Control of complex systems with applications in collective behavior and fluid dynamics

Start: 
Monday, February 12, 2024 4:00 pm
End: 
Monday, February 12, 2024 5:00 pm
Location: 
KIDD 350
Shiba Biswal
UCLA

Collective behavior and self-organization emerge in many phenomena, from natural swarms of birds and bees to the more surprising, economics of wealth distribution, and social phenomena of formation of opinions. In the first part of this talk, I will discuss methods for controlling collective behavior of large groups of interacting particles. In general, I am interested in the question, given particle-level dynamics, how must we design inter-particle interactions so that we are able to steer the particles to a desired distribution.
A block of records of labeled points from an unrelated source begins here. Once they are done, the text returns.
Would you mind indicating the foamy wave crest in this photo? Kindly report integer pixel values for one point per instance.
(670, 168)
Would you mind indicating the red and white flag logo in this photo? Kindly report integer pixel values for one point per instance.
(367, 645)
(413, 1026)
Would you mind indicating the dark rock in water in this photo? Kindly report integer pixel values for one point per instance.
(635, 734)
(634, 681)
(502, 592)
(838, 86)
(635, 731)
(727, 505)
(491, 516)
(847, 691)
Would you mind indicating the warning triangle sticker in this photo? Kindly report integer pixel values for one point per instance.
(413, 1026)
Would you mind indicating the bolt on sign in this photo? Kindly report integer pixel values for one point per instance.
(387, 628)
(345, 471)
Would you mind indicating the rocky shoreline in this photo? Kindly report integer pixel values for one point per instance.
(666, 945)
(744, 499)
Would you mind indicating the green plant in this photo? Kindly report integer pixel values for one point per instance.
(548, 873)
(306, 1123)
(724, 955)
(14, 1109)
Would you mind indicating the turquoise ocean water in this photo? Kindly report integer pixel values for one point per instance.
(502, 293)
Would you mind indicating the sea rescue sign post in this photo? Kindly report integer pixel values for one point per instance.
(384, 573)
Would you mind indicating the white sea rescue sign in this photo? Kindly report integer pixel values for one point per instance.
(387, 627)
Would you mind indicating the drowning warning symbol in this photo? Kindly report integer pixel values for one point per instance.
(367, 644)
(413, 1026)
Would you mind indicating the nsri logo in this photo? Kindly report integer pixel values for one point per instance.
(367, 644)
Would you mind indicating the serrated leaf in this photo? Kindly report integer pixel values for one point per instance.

Specifically, I will focus on two applications: swarm robotics and biological networks of cell species. In both models, the particles evolve stochastically, thus the macroscopic model is governed by a (deterministic) Markov process. I will demonstrate how to design control strategies to render arbitrary probability distributions globally asymptotically stable, with minimal assumptions on the regularity on the distributions. I will show how despite the infinite dimensional nature of the problem and failure of classical dynamical systems tools such as Lyapunov functionals, one can use a monotonicity argument to establish global stability. In the second part of the talk, I will focus on optimal control of partial differential equations (PDE), particularly the thin-film equation which arises in fluid applications. I will consider a situation in which uncontrolled thin film dynamics is inherently unstable, but it is required to strategically vary the flux at the boundary of the PDE to shape the downstream behavior of the flow. I pose this as an optimization problem with PDE constraints to identify such a strategy. I will present numerical simulations that support this theory.